Dapprima attraverso la stipulazione di obbligazioni e successivamente attraverso l’intervento
del pretore, il diritto di superficie venne gradualmente rinforzato.
73
Nel diritto giustinianeo, la superficie è definitivamente un diritto reale su suolo altrui. Il
superficiario, in virtù del suo diritto, aveva l’assoluta disponibilità dell’edificio, che poteva
alienare senza consultare il proprietario del suolo.
6.25 Ipoteca
L’ipoteca di diritto romano è un diritto reale di garanzia simile al pegno, ma che viene
costituito su cosa di cui non viene trasferito il possesso al creditore. Per costituirla, basta una
semplice convenzione tra le parti. Sembra che abbia trovato origine con l’esigenza che il
locatore di un fondo rustico aveva di garantirsi il pagamento del canone di affitto da parte del
conduttore.
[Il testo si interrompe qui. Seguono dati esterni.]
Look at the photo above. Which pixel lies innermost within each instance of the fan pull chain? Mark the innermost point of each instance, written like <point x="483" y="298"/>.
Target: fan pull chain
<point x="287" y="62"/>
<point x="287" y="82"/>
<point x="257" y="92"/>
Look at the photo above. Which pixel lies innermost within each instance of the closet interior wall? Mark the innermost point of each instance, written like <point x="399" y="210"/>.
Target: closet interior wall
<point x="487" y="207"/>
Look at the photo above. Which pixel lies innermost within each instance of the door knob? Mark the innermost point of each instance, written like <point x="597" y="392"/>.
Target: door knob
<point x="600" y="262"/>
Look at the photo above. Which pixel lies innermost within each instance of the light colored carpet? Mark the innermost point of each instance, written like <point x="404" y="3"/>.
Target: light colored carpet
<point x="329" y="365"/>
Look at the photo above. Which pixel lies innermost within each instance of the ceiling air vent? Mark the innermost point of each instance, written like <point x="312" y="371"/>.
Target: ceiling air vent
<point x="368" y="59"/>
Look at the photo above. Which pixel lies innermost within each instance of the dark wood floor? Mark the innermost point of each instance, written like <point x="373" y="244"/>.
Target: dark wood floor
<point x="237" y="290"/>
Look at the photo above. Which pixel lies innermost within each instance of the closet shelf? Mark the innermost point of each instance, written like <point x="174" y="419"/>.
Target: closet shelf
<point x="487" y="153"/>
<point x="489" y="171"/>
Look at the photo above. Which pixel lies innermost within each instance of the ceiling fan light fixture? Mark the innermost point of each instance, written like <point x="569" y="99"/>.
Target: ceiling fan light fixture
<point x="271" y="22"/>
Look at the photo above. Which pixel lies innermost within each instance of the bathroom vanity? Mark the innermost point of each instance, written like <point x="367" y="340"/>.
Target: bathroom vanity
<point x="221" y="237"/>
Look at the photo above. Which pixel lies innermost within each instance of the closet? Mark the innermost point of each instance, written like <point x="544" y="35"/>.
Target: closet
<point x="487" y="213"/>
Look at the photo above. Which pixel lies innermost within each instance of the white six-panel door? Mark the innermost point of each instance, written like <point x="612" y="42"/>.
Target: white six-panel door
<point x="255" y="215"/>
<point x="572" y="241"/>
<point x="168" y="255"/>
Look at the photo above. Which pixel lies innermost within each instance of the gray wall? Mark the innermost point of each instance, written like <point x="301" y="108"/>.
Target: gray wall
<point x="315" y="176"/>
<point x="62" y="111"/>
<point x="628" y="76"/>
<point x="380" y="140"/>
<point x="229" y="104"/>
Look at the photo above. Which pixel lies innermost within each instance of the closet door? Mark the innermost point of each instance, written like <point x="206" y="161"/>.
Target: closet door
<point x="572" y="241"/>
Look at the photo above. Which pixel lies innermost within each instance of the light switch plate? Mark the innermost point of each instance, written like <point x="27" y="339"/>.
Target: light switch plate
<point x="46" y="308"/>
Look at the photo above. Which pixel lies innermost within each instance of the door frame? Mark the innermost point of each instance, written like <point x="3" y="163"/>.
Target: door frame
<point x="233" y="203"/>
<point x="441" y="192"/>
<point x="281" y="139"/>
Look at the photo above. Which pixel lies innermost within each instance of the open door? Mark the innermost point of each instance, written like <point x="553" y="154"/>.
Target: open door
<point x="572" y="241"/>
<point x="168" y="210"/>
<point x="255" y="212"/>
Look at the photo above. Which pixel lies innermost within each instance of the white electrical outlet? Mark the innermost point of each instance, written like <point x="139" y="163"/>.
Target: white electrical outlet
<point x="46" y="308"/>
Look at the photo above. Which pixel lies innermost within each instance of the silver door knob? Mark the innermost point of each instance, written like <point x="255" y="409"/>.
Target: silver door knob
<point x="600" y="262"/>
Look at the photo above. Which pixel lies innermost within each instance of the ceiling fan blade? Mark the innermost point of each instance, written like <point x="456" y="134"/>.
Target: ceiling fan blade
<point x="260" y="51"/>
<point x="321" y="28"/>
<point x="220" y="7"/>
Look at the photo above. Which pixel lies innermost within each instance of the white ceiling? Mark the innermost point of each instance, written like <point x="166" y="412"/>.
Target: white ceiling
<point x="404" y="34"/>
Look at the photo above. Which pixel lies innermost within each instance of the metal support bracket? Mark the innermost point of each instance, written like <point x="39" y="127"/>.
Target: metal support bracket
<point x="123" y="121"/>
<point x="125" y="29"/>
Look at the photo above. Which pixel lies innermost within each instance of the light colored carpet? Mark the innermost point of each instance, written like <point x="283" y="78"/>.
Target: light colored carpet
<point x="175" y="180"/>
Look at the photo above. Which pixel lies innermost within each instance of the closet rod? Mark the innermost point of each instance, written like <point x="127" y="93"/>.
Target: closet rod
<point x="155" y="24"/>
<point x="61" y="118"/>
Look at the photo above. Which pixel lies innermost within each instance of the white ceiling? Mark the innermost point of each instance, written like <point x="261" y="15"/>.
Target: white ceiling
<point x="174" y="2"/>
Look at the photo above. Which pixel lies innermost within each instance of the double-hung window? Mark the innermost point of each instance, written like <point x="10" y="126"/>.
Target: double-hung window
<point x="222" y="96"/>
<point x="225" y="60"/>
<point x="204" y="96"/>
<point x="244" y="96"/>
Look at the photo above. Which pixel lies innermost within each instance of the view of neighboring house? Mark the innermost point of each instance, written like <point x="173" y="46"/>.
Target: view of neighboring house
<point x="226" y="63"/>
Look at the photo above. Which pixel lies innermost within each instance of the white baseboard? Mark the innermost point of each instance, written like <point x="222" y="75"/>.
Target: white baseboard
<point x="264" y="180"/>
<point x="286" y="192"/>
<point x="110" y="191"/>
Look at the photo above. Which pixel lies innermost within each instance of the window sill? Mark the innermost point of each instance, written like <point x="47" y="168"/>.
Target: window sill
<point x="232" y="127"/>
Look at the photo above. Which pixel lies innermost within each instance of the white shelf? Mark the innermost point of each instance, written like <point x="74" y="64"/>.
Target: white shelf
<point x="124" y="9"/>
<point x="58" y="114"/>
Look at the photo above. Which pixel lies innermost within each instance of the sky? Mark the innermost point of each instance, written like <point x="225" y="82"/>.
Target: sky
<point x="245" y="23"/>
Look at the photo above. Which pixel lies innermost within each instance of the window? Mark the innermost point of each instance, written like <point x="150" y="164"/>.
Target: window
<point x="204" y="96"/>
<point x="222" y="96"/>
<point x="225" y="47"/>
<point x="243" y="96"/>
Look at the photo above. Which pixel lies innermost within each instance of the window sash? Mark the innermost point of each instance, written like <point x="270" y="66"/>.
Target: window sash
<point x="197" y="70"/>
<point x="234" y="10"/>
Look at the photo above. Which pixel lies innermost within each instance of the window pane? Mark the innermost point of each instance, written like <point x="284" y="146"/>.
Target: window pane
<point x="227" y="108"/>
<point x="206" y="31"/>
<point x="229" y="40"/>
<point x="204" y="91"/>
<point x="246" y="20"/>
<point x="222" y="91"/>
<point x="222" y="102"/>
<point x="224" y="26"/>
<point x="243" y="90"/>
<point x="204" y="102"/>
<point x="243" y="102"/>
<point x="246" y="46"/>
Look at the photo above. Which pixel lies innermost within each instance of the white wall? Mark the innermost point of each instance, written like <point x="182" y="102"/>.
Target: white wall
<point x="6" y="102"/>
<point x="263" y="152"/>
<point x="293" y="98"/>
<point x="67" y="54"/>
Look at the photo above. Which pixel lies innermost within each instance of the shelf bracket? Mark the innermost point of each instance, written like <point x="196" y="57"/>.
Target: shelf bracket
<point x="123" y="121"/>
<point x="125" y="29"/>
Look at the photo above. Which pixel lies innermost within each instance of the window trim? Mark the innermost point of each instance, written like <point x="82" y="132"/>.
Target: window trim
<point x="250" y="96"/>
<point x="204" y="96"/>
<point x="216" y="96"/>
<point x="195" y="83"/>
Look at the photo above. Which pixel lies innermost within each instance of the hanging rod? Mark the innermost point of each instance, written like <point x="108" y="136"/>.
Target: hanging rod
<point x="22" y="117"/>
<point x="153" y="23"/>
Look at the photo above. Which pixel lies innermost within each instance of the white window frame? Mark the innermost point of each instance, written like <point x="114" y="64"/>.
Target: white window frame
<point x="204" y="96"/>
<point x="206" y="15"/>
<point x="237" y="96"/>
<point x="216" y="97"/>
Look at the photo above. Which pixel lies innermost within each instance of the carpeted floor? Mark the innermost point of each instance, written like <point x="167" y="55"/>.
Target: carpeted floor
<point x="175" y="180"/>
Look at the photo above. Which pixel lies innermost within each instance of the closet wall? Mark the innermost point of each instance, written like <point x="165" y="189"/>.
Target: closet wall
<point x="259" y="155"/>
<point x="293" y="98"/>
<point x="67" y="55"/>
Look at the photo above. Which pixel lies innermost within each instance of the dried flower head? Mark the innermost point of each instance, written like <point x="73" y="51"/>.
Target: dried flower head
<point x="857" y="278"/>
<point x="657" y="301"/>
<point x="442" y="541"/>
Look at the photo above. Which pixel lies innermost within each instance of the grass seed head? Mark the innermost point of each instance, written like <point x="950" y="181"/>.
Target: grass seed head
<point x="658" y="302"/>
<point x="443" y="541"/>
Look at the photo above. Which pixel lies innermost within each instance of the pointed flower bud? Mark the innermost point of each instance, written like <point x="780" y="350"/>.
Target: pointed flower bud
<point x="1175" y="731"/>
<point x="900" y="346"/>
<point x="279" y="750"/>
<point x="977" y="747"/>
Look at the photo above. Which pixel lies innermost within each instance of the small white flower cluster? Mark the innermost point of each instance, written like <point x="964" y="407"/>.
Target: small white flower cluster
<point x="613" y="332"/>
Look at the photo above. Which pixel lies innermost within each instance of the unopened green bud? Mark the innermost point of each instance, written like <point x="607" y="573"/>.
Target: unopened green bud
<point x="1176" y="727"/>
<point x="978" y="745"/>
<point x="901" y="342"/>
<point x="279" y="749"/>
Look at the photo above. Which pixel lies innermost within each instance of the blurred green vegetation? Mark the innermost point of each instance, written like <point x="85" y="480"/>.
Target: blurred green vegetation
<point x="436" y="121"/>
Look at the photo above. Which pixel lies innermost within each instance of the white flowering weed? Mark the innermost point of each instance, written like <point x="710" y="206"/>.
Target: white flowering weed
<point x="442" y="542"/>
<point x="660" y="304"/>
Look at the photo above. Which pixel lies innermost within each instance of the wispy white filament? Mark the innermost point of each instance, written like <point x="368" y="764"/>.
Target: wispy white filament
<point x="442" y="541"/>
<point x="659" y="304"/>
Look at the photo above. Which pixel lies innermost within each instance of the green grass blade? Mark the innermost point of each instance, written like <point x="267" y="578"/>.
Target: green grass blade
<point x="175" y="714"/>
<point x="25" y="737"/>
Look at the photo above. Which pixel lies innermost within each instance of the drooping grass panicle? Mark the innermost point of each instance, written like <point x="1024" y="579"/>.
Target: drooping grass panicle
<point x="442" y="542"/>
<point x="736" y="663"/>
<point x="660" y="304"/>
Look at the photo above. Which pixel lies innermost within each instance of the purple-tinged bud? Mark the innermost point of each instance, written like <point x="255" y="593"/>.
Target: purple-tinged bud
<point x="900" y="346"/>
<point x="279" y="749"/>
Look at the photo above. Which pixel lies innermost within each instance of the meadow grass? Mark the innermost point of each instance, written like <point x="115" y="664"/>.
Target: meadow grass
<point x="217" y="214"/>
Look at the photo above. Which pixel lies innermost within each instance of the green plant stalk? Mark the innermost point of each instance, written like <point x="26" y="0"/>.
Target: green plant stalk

Il locatore aveva un diritto di pegno sugli animali e gli attrezzi di proprietà del
conduttore. In caso di mancato pagamento della locazione, venne concesso al locatore di
impossessarsi dei beni del conduttore. Tale azione fu poi ulteriormente estesa, dal campo
delle locazioni rustiche a qualsiasi obbligazione, e su qualsiasi cosa corporale oggetto di
convèctio pìgnoris.
7 LE OBBLIGAZIONI
7.1 Concetto di obbligazione
Nelle fonti romane l’obbligazione è un vincolo giuridico, in forza del quale siamo tenuti a
compiere una prestazione, in conformità con le norme del diritto oggettivo vigente.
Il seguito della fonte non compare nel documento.